This article was originally published in the November 2010 issue of Cleveland Magazine.
Mia Bella is the opposite of trendy. The single room, with pale stucco walls, an old pressed-tin ceiling and big windows framing the activity on this busy stretch of Murray Hill, harkens back to a time before restaurants had concepts and strived to be hip.
There's nothing pretentious or gimmicky here, no uber-effort to be edgy. Despite upscale attributes of white tablecloths and attentive staff, Mia Bella is a cozy, familiar kind of dining spot housed in the former Corbo's Bakery in Little Italy. That makes perfect sense because this is truly a mom-and-pop shop.
Gerti Mehmeti, who came to Cleveland in 2001 from Albania by way of New York City and Boston, mans the kitchen. After years at somebody else's stove, cooking in his own restaurant is a dream come true for the 27-year-old chef. His wife, Helga, serves as host and handles other front-of-the-house duties with help from her mother, Lisa, fondly referred to by our server as "Mama Mia." I saw her dispense hugs and kisses to customers both times I was there.
Many of the dishes Mehmeti makes have that same homey quality. I loved the tasty simplicity of an appetizer called European Delight ($8). The big bowl of grill-charred and well-seasoned eggplant, zucchini, onions and tomatoes is topped with garlic and cucumber yogurt sauce. The family recipe, which reveals this place as no typical Italian restaurant, is a favorite from Mehmeti's childhood.
Albania shares a border with Greece. Italy is just 45 miles away, on the other side of the Adriatic Sea. Ottoman Turks once occupied the country and left their food ways behind. The chef draws on all these culinary cultures in his approach. So there's penne, ravioli and pappardelle on the menu. Pasta verde ($12) is lush in a toss of spaghetti, olive oil, basil, spinach and garlic, brightened with a splash of lemon. Nothing fancy, it nonetheless prompts clean-plate behavior. But he also does lamb kafteds (meatballs); spicy couscous; and a cool, creamy rice pudding ($5) that our server, who's Greek, says is just like what he had for dessert on Saturday nights growing up.
Pizzas are in this Mediterranean mix. The 9-inch rounds make a nice starter for two. I prefer a thin crust, but these are thick and bready. I enjoyed my Mia Bella ($10), loaded with diced tomatoes, Kalamata olives, crumbled feta and bits of prosciutto, once I accepted it was more bruschetta than pie.
Veal braciole ($21) is a traditional Italian preparation, but the chef has his own interpretation. The thin slice of meat is wrapped around a filling of whipped ricotta, Parma prosciutto, bread crumbs, hard-boiled eggs chopped fine, Parmesan cheese and herbs. He finishes the dish with a nice red wine reduction sauce, to which he adds diced fresh tomatoes in the final minutes so they're warm but still chunky.
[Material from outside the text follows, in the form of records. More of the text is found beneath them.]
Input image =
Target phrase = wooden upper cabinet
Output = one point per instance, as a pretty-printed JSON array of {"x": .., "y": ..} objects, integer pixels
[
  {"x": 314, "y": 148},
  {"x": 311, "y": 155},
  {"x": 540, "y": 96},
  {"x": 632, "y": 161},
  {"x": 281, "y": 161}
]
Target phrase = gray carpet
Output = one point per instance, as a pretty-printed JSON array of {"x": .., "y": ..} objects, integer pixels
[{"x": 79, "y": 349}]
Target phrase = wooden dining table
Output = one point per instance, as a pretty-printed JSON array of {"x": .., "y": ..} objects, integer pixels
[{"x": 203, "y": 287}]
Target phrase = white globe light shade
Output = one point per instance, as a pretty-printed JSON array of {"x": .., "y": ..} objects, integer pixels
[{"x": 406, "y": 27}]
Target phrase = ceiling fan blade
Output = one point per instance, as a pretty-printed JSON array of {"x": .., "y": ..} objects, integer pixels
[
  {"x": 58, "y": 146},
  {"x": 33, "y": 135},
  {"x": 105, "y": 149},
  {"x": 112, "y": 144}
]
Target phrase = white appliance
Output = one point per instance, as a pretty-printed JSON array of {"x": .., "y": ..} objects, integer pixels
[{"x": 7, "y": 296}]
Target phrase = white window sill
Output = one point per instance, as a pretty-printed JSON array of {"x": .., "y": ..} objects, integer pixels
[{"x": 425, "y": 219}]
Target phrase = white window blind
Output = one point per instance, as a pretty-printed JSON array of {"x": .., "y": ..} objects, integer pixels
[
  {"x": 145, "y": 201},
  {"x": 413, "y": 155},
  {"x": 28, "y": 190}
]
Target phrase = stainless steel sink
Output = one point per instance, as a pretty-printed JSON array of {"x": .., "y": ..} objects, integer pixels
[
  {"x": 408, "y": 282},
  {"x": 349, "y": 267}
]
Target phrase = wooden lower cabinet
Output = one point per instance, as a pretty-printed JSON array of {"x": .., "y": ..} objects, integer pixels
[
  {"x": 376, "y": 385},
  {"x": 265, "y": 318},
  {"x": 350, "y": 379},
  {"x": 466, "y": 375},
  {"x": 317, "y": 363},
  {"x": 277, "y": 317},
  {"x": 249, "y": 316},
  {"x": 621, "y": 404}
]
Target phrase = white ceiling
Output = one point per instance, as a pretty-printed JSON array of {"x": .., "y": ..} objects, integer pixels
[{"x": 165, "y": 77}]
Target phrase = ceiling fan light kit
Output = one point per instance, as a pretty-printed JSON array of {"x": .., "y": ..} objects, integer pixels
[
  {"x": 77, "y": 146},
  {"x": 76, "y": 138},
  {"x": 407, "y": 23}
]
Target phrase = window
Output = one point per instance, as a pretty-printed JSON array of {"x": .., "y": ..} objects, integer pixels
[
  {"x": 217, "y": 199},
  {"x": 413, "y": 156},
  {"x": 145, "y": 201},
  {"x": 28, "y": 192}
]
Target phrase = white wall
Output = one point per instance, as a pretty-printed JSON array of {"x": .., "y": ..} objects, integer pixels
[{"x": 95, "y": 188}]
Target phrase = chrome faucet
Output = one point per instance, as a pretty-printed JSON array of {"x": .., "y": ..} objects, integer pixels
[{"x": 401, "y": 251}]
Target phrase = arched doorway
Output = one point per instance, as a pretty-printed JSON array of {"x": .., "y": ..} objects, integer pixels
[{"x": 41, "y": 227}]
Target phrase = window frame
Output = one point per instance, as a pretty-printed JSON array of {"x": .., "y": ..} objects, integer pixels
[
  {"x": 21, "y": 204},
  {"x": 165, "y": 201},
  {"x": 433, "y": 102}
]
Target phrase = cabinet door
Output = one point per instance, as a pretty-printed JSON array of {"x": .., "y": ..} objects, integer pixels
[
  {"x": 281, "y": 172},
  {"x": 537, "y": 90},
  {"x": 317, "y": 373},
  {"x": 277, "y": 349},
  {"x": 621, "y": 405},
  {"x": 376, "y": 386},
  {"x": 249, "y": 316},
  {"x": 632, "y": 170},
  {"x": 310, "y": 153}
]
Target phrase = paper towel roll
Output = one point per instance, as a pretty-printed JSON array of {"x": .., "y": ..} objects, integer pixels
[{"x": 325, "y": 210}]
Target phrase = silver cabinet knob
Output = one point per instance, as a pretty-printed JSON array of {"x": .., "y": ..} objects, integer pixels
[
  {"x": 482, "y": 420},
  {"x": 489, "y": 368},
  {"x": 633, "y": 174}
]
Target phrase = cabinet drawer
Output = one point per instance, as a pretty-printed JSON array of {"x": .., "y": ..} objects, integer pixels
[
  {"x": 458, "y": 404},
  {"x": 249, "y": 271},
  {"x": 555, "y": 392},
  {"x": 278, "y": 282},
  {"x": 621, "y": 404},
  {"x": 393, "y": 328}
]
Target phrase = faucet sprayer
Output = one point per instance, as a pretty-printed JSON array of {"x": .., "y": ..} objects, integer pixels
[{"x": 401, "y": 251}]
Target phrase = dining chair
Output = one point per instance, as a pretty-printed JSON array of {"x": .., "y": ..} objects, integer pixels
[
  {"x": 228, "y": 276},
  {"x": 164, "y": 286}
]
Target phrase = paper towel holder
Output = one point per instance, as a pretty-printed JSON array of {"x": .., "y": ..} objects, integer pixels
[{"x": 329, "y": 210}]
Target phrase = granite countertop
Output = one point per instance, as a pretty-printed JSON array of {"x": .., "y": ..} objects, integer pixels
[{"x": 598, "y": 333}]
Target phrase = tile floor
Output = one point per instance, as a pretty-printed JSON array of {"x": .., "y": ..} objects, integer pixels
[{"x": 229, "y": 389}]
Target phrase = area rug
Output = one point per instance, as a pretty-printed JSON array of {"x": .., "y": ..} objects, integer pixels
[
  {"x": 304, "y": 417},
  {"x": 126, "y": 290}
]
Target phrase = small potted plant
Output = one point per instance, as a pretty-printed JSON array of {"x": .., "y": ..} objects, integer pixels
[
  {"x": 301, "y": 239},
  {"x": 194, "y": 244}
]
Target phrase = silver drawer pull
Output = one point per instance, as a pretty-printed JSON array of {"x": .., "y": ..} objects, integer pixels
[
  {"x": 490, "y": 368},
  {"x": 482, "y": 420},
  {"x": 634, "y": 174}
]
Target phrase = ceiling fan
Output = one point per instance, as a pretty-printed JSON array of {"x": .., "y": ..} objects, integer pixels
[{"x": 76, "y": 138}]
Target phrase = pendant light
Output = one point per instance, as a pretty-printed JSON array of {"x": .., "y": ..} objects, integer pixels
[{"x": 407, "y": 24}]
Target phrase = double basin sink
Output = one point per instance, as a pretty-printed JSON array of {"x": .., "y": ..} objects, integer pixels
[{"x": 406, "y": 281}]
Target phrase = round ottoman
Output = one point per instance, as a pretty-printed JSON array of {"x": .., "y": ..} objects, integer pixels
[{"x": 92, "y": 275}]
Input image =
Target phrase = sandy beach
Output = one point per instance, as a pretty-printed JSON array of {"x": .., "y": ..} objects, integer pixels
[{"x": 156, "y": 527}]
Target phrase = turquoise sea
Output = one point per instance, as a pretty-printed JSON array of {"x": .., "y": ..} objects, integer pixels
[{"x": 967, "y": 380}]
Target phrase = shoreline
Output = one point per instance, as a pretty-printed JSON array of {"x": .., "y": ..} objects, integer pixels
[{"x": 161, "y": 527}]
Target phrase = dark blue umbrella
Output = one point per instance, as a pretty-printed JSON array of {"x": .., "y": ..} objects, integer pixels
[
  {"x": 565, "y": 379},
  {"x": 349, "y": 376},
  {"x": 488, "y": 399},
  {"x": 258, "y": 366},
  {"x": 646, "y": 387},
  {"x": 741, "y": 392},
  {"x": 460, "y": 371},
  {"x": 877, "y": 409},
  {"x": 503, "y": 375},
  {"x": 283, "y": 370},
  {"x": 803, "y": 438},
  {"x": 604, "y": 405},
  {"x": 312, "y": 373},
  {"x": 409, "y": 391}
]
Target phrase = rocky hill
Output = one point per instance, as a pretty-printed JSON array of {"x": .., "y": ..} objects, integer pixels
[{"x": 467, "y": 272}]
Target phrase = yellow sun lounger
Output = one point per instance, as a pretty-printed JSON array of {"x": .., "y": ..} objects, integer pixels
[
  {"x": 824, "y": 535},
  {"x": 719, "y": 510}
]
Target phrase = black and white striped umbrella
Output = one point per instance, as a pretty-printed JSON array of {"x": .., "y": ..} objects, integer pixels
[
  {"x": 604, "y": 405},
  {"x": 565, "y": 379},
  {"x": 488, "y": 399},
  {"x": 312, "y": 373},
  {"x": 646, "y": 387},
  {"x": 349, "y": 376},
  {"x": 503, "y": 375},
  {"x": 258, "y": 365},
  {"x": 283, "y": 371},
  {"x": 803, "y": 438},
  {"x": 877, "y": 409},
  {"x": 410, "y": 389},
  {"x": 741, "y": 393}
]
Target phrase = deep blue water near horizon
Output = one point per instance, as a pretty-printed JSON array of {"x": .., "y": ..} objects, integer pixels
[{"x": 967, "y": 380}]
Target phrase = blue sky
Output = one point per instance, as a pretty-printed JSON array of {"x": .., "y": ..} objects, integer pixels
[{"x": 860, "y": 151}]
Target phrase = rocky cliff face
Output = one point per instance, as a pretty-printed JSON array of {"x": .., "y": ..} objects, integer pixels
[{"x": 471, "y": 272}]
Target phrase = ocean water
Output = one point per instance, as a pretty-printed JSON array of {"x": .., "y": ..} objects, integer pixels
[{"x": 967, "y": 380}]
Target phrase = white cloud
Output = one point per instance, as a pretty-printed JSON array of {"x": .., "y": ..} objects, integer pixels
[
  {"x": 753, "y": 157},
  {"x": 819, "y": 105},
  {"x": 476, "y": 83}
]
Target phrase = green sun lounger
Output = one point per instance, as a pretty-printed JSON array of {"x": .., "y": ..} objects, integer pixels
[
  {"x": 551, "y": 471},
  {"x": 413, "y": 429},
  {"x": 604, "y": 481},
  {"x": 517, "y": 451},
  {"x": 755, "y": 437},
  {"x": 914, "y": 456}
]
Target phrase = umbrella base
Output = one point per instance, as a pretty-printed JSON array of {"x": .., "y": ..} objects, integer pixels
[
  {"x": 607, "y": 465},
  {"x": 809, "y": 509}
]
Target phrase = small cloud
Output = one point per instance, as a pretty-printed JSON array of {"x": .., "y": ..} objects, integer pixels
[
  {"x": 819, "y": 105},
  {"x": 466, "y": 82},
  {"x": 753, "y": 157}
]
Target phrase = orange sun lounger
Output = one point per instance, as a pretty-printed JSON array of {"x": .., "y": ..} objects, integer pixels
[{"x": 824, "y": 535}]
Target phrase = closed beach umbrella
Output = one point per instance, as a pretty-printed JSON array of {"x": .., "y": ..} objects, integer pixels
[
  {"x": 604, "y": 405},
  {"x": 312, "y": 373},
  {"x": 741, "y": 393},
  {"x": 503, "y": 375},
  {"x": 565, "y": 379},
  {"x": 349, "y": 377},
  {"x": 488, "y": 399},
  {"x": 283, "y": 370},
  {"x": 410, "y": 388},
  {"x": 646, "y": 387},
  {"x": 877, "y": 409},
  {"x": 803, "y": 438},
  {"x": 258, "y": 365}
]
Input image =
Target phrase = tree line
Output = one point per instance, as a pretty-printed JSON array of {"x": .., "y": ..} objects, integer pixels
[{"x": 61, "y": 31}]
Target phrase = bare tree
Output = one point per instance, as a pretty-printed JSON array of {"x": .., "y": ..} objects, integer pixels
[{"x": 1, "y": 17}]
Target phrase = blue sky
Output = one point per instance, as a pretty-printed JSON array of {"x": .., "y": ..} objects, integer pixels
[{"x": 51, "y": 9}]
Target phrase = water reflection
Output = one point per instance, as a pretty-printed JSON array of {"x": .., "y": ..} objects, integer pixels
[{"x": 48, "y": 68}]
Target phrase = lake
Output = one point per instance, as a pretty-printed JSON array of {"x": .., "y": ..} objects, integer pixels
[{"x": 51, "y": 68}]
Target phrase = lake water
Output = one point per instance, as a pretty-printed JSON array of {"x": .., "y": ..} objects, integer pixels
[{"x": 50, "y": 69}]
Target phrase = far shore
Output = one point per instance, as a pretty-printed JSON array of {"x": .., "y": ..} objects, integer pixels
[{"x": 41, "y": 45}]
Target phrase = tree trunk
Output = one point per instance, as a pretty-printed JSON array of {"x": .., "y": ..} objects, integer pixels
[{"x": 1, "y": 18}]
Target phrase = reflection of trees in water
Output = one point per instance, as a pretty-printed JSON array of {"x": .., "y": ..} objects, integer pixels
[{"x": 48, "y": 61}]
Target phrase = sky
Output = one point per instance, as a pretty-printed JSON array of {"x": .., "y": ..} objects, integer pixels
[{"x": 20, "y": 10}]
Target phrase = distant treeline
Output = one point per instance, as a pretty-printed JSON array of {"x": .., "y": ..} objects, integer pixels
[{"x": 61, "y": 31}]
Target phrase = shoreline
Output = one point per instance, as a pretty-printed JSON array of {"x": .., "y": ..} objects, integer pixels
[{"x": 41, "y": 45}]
The grilled sea scallops ($20) are Mehmeti's own creation and don't have an obvious ethnic identity — simply put, they are wonderful. Three plump rounds of sweet shellfish nest in a mix of roasted and cubed butternut squash, sauteed escarole, and mushrooms and shallots that are doused in a white wine and tomato pan sauce.
Nothing pleased me more than the supa di pesche, or fish soup ($5). Every portion is made to order. Buttery soft sauteed calamari goes into a wine-infused and slightly spicy lobster broth along with zucchini, oregano and basil. A fistful of mussels are dropped into the pot just long enough to open up. The generous serving partnered with a roasted beet or arugula salad ($7 each) is my idea of a happy meal.
Not everything made the grade. The ribeye steak ($21) was a mediocre piece of meat on the tougher side of tender, and the garnish of sauteed peppers and olives couldn't hide the fact that it wasn't especially flavorful. Baklava, a house specialty, was soggy and limp, perhaps a day or two past its prime, and the berries decorating the plate were frozen solid. Noticing that most of the dessert was left untouched, the server decided not to put it on the bill. That impressed me and was representative of the high level of contact and care patrons receive.
I came here once and was welcomed warmly as a first timer. On my second visit I had the same waiter. He and "Mama" remembered us and made it clear they were glad my husband and I were back. I'm thinking three's the charm for a permanent upgrade to being classified as regulars. I suspect the designation comes with a hug and a kiss.
When You Go
Mon-Thu 4-11 p.m., Fri-Sun 11 a.m.-midnight
Try This
Arancini Siciliani ($9) that's crisp on the outside, soft inside and doused with tasty tomato mint sauce. These traditional fried rice balls get a change-up with ground veal and feta in place of beef and mozzarella.